The Central Intelligence Agency, under the leadership of Director John Brennan, is no longer capable of objectively evaluating Iranian nuclear intentions, Michael Mukasey and Kevin Carroll write in an opinion piece in
The Wall Street Journal.
They urge Congress to establish an alternate team of analysts to provide an independent assessment of Iran's capabilities and intentions.
Brennan has made it clear that anyone who argues against the administration's "framework" agreement with Iran and believes that it "provides a pathway" to nuclear weapons was being "wholly disingenuous." This public stance would inhibit in-house CIA analysts from contradicting their boss, according to Mukasey, an attorney general under George W. Bush, and Carroll, a former CIA case officer.
They argued that "evidence of cheating by Iran necessarily would be fragmentary — dual-use technology paid for through opaque transactions; unexplained flight patterns and port calls by aircraft and vessels of dubious registration; intercepted conversations using possibly coded terms; a smattering of human intelligence from sources with questionable access and their own mixed motivations and vulnerabilities."
Given that "the boss has already said that purported concerns about Iran obtaining a nuclear weapon are dishonest," Mukasey and Carroll wrote, "how likely is it that an evaluation suggesting that Iran is up to something would make it beyond operational channels, through reports officers, analysts and CIA managers, up to policy makers?"
Mukasey and Carroll make the case that the Obama administration's overall approach to intelligence is worrisome. The White House mischaracterized the cause of the Sept. 11, 2012, attack on the U.S. consulate in Benghazi. It deluded Americans about Army Sgt. Bowe Bergdahl's record.
The administration also buried evidence that Osama bin Laden had
"durable relationships" with Iran and Pakistan and minimized terrorist threats out of political expediency during the 2012 presidential campaign, they said. And it erroneously assessed the dangers posed by the Islamic State group and al-Qaida satellites in Yemen and Africa.

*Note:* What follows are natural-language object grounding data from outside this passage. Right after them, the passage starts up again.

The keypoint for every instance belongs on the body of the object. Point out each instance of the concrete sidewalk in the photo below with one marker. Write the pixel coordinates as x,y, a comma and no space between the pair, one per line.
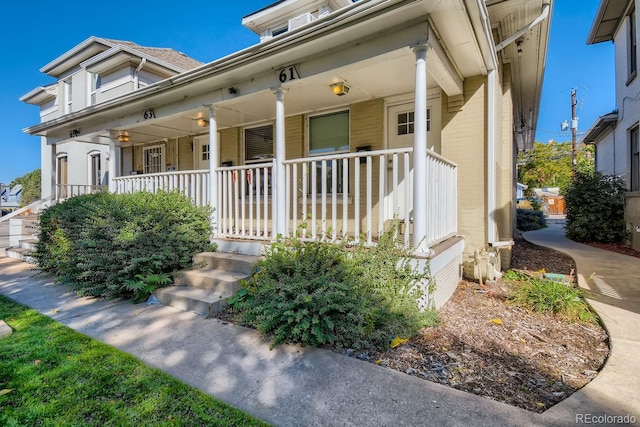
294,386
612,284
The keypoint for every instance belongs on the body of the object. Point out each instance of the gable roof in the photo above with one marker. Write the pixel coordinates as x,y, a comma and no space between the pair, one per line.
95,45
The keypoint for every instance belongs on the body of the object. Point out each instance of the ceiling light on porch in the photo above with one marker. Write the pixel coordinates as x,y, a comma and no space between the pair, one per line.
124,138
340,89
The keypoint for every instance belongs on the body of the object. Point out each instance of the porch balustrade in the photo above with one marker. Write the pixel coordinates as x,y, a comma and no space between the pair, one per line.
193,184
347,195
66,191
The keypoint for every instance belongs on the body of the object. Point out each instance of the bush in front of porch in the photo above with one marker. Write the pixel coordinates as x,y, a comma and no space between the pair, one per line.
95,243
319,293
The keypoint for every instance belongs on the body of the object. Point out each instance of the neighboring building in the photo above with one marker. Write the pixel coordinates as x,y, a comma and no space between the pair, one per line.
615,134
324,124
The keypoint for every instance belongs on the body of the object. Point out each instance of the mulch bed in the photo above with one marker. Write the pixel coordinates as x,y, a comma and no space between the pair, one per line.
490,348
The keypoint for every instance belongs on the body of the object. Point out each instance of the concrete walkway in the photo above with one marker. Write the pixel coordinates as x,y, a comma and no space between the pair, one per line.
294,386
612,284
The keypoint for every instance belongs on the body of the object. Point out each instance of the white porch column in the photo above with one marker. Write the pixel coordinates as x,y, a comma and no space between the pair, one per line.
420,196
214,161
112,164
53,178
280,174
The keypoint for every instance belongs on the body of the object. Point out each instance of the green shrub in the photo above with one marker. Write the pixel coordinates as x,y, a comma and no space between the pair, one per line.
319,293
595,208
529,219
95,243
547,296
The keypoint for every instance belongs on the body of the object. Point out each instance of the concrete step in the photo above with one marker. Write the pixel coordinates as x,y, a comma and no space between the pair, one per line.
186,298
220,281
227,261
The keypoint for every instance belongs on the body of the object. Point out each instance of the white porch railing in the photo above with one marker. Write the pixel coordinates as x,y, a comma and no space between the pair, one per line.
193,184
327,197
66,191
245,208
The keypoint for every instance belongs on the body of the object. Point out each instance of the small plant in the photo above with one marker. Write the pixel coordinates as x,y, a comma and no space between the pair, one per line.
547,296
145,284
319,293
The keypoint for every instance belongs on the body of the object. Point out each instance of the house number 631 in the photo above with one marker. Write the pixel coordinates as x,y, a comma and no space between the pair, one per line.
287,74
149,114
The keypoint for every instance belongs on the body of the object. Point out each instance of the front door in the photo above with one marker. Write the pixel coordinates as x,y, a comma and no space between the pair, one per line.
401,121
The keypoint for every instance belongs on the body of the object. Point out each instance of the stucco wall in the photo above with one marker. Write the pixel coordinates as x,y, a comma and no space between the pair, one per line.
464,142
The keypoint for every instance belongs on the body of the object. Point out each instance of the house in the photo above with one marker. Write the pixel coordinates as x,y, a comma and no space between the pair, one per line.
344,116
615,134
10,198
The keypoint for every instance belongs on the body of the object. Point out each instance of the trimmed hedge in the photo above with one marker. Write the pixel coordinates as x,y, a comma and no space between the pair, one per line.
95,243
595,208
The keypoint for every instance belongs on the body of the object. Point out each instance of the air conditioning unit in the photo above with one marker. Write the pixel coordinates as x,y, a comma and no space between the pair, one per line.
301,20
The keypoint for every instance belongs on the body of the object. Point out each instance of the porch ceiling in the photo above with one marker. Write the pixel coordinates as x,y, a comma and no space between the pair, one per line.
386,75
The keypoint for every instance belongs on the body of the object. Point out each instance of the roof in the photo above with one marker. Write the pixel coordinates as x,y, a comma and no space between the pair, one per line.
601,128
607,21
169,55
95,45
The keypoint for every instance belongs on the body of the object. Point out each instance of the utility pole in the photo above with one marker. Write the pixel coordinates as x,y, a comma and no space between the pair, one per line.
574,132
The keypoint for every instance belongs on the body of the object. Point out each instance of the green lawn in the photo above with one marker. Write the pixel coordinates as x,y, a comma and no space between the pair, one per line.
51,375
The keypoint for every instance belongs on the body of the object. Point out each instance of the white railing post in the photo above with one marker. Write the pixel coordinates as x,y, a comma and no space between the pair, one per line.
213,164
420,152
278,187
112,163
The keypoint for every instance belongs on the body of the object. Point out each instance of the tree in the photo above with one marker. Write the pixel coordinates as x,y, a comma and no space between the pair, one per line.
549,165
30,187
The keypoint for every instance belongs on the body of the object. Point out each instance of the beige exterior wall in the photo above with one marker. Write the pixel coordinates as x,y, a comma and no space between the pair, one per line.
505,166
464,142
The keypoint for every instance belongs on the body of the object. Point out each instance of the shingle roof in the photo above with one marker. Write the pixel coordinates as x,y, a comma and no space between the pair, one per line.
168,55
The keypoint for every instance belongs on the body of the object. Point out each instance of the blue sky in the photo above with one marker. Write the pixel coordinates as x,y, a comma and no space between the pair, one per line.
34,33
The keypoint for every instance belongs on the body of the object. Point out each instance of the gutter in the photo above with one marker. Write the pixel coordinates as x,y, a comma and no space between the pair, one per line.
546,5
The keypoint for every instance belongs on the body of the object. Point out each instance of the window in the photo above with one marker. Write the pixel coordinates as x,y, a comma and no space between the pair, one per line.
329,134
635,158
95,170
633,52
405,122
153,159
68,96
258,144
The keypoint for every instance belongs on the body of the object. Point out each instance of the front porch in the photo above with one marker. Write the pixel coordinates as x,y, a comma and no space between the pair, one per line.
350,195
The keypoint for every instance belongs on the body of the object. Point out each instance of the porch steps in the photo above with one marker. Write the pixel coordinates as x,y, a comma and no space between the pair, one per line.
205,290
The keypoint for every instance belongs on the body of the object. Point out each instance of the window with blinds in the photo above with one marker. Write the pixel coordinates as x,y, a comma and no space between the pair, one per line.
258,144
329,134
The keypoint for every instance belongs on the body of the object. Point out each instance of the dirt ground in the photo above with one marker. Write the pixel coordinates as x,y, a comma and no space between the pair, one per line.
493,349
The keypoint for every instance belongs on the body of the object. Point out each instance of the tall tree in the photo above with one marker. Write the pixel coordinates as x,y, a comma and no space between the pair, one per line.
30,187
549,165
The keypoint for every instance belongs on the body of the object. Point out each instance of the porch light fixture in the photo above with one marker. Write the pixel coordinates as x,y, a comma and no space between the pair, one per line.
340,89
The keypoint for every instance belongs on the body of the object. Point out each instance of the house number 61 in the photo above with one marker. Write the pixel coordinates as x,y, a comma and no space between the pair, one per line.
149,114
287,74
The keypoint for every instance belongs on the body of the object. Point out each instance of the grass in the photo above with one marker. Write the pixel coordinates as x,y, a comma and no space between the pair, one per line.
547,296
51,375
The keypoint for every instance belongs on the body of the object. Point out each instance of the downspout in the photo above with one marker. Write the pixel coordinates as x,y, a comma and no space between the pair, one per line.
513,37
136,74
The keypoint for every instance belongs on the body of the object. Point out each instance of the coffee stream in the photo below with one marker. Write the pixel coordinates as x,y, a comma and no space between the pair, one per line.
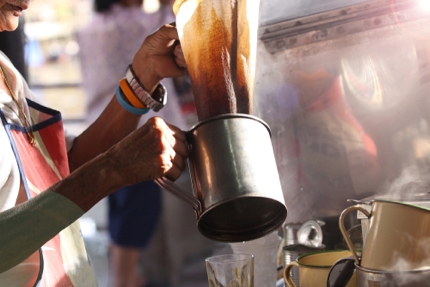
217,48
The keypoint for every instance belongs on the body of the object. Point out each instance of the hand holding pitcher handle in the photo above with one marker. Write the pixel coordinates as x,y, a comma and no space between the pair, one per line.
179,192
345,233
287,274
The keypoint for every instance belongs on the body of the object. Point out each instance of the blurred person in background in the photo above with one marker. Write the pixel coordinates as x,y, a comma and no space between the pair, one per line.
107,46
12,43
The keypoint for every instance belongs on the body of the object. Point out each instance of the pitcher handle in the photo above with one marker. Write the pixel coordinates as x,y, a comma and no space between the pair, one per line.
345,233
181,194
287,274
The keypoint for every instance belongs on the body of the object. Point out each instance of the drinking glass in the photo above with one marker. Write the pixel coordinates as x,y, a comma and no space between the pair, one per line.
230,270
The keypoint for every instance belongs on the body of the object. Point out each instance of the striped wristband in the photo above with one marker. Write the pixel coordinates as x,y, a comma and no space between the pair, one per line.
159,98
127,106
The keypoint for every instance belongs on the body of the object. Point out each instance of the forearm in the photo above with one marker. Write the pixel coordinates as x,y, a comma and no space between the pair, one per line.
112,126
27,226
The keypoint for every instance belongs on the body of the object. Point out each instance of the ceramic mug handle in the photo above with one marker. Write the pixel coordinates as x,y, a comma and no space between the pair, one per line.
287,274
345,233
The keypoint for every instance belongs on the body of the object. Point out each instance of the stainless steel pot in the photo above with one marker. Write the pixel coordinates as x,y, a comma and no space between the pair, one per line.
373,278
397,238
237,193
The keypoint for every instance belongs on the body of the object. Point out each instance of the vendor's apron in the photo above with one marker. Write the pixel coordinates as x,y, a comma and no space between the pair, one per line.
63,261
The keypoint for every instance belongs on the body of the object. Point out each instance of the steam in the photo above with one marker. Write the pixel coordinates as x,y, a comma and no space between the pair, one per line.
412,185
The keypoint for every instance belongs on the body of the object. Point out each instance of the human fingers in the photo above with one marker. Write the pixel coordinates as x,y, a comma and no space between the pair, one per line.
155,59
179,56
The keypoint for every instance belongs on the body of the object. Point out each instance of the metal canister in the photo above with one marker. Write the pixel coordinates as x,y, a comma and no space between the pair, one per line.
292,252
308,233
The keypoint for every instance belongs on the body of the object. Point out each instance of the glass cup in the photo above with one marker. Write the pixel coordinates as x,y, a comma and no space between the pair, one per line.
230,270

Congressional leaders acting in a bipartisan fashion should appoint national security experts "and direct the administration legislatively if necessary" to provide them with raw intelligence on Iran.
"This 'Team B' should then report its findings periodically not only to the administration, but also to congressional leaders and the presidential nominees of both parties once they are chosen," Mukasey and Carroll wrote.
The Team B approach was notably used in 1976, when then President Gerald Ford invited a group of outside experts to assess classified intelligence on the Soviet Union.